教会から出て行くトスカ。その後を部下に尾行させたところ、トスカはスカルピアがやってきた事をカヴァラドッシに伝えようとして、尾行されている事も知らずに、別荘に行ってしまう。隠れていたアンジェロッティが見つかってしまうが、命からがらアンジェロッティは逃げ出す。その代わりにカヴァラドッシが政治犯を匿ったとして捕まってしまう。
その夜、ステージが終わったトスカを公権力を使って公邸に招くスカルピア。トスカに聞こえるように、カヴァラドッシの拷問をするスカルピア。しかし、カヴァラドッシはアンジェロッティの居場所を白状しない。しかし、拷問に苦しむカヴァラドッシの姿を見て、トスカがアンジェロッティの居場所を白状してしまう。怒るカヴァラドッシ。しかし、その時、革命が起こった事を知らせる伝令がスカルピアの公邸にやってきた。形勢逆転である。勝ち誇るカヴァラドッシ。その態度にいらついたスカルピアは彼を牢屋に連行し、死刑にする事を決める。旧勢力が革命で負けたとは言え、革命軍が政権を握るまではまだ数日あるわけだから、その権力の空白期間に好き勝手をやってしまおうとスカルピアは考えたわけである。
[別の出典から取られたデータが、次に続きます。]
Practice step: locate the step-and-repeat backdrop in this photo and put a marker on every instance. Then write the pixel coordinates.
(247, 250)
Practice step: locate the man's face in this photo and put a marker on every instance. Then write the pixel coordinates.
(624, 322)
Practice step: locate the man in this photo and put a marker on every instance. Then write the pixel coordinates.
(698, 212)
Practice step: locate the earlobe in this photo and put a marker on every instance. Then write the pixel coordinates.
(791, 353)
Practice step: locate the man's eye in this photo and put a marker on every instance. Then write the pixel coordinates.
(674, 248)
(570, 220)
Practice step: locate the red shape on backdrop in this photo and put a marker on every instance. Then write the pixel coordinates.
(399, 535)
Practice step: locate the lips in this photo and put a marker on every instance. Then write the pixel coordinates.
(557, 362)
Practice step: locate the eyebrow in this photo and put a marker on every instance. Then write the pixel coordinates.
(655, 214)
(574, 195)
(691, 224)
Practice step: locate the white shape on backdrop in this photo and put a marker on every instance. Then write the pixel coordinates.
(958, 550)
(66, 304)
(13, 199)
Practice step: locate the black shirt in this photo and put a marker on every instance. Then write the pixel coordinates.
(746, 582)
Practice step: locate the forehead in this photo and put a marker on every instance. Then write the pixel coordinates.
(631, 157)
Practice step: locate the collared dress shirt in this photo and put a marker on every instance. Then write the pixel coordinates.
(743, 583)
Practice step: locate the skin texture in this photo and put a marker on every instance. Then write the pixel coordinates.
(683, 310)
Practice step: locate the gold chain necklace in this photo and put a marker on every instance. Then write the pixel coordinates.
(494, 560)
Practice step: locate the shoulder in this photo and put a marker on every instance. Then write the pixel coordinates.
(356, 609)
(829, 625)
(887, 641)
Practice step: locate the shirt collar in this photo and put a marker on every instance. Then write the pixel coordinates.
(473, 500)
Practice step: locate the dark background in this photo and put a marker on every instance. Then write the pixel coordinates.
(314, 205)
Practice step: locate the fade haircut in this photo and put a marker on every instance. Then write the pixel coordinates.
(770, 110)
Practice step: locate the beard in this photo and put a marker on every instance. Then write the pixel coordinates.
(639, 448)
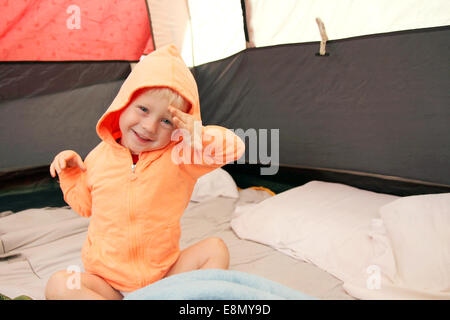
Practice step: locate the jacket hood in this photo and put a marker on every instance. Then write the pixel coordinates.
(164, 67)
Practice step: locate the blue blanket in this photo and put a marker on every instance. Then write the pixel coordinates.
(216, 284)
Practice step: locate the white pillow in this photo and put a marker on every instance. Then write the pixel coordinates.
(419, 230)
(214, 184)
(320, 222)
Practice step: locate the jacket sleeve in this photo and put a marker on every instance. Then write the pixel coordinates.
(218, 147)
(77, 194)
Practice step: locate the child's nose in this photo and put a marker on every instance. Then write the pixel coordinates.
(150, 125)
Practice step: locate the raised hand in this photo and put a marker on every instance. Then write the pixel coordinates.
(66, 159)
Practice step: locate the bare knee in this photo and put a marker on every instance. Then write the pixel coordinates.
(219, 250)
(56, 287)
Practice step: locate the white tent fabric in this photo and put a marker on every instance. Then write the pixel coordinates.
(210, 30)
(204, 31)
(292, 21)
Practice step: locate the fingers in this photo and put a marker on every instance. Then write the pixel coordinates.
(52, 170)
(80, 163)
(66, 159)
(177, 113)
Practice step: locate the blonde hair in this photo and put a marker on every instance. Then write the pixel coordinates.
(173, 97)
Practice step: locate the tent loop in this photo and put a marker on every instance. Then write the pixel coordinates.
(323, 35)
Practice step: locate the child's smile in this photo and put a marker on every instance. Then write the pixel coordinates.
(146, 124)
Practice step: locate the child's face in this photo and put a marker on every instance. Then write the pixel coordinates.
(146, 124)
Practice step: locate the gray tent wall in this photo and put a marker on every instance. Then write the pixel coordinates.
(47, 107)
(377, 104)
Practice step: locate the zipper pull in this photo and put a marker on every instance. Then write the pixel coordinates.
(133, 175)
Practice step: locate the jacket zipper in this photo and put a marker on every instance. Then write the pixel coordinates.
(135, 251)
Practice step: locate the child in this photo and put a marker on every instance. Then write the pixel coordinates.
(134, 186)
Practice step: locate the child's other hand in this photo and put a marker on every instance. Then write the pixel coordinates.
(66, 159)
(183, 120)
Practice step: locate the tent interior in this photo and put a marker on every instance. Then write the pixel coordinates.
(344, 189)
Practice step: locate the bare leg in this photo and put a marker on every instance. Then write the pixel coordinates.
(210, 253)
(90, 287)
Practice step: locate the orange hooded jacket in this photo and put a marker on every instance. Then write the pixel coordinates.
(134, 231)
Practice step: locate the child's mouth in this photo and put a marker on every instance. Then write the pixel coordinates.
(140, 138)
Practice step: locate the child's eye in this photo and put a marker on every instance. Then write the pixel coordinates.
(144, 109)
恋人の命乞いをするトスカ。自分に抱かれるならば、カヴァラドッシの命を助けてやろうと答えるスカルピア。身の不幸を嘆くが、やがて観念するトスカ。それを見たスカルピアは部下に“カヴァラドッシの処刑をパルミエリ伯爵の時と同じようにしろ”と命令をする。トスカは、それをみせかけの処刑であり、カヴァラドッシは助かるものと理解する。
「さあ、約束は守った」と、人払いをしてトスカに迫るスカルピア。しかしトスカは彼を拒絶し、ナイフで彼を刺し殺してしまう。
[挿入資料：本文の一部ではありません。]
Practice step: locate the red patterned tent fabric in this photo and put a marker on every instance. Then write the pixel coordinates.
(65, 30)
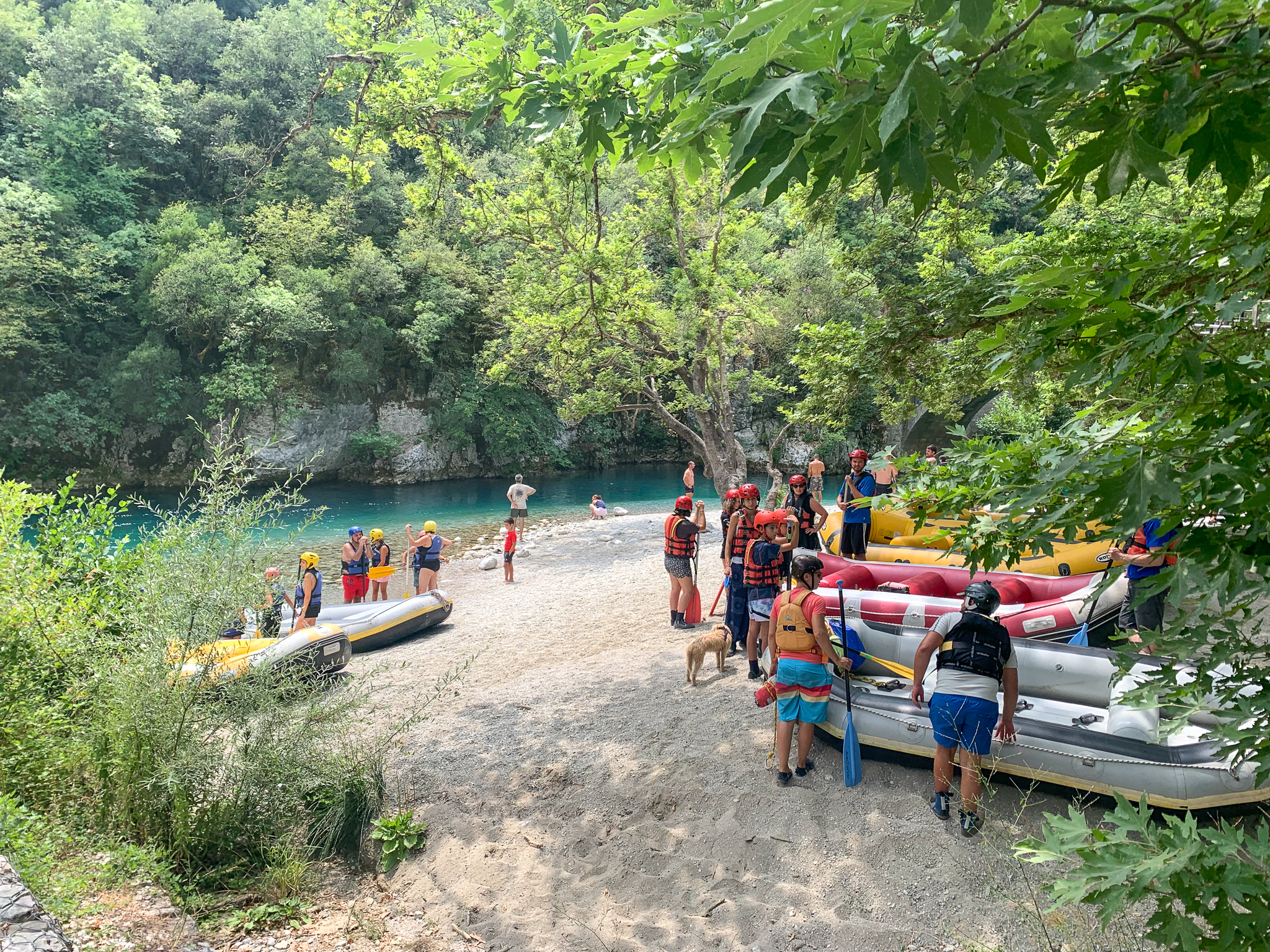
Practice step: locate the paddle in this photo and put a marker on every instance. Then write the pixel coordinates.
(694, 615)
(851, 770)
(851, 643)
(722, 584)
翌日の早朝。トスカの見守る中、カヴァラドッシの処刑が始まった。パルミエリ伯爵の時と同じように…カヴァラドッシは殺されてしまった。パルミエリ伯爵もスカルピアに騙されて、取引を反故にされて殺されたのであった。そこにスカルピアが殺されている事を知った部下たちが、トスカを殺人罪で逮捕しようとするが、トスカは逃げ出し、処刑場であったサンタンジェロ城の屋上から身を投げて死んでしまう。
と、まあこんな感じのストーリーです。
お薦めするディスクですが…はっきり言っちゃえば、作品そのものが素晴らしいので、出演者のレベルが水準以上なら、どのディスクで見ても感動しますよ(笑)。と言うわけで、このディスクをお薦めします。
申し訳ないですが、Blu-rayディスクです。でも、安いでしょ? あんまり安すぎて不審に思うかもしれませんが、別に普通のディスクですので、ご安心ください。
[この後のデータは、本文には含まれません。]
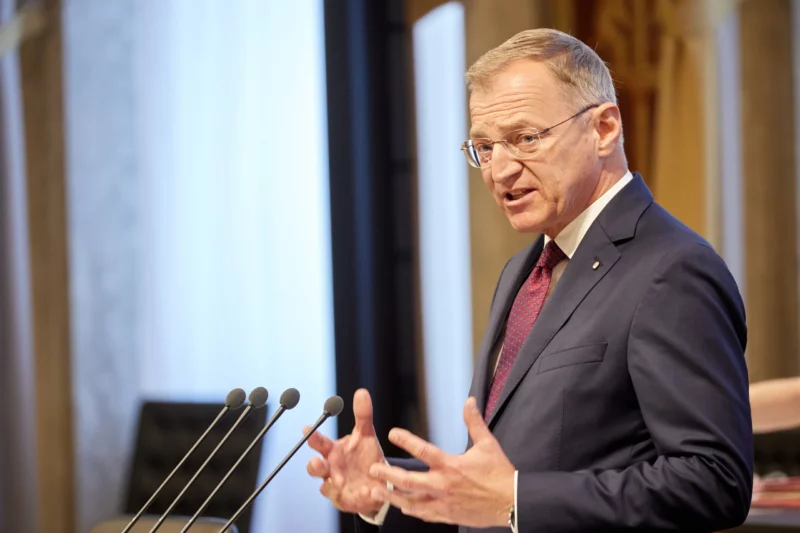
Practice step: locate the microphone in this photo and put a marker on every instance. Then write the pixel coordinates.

このオペラには数々の名曲があります。ソプラノには「歌に生き、恋に生き」という名アリアがあるし、テノールには「妙なる調和」と「星は光りぬ」の二大アリアがありますが、ここで私は、あえてバリトンのアリアである「行け!トスカ」をご紹介します。
オペラのアリアと言うと、テノールやソプラノのものばかりとなってしまいますが、バリトンにもこのような素晴らしいアリアがあるんですね。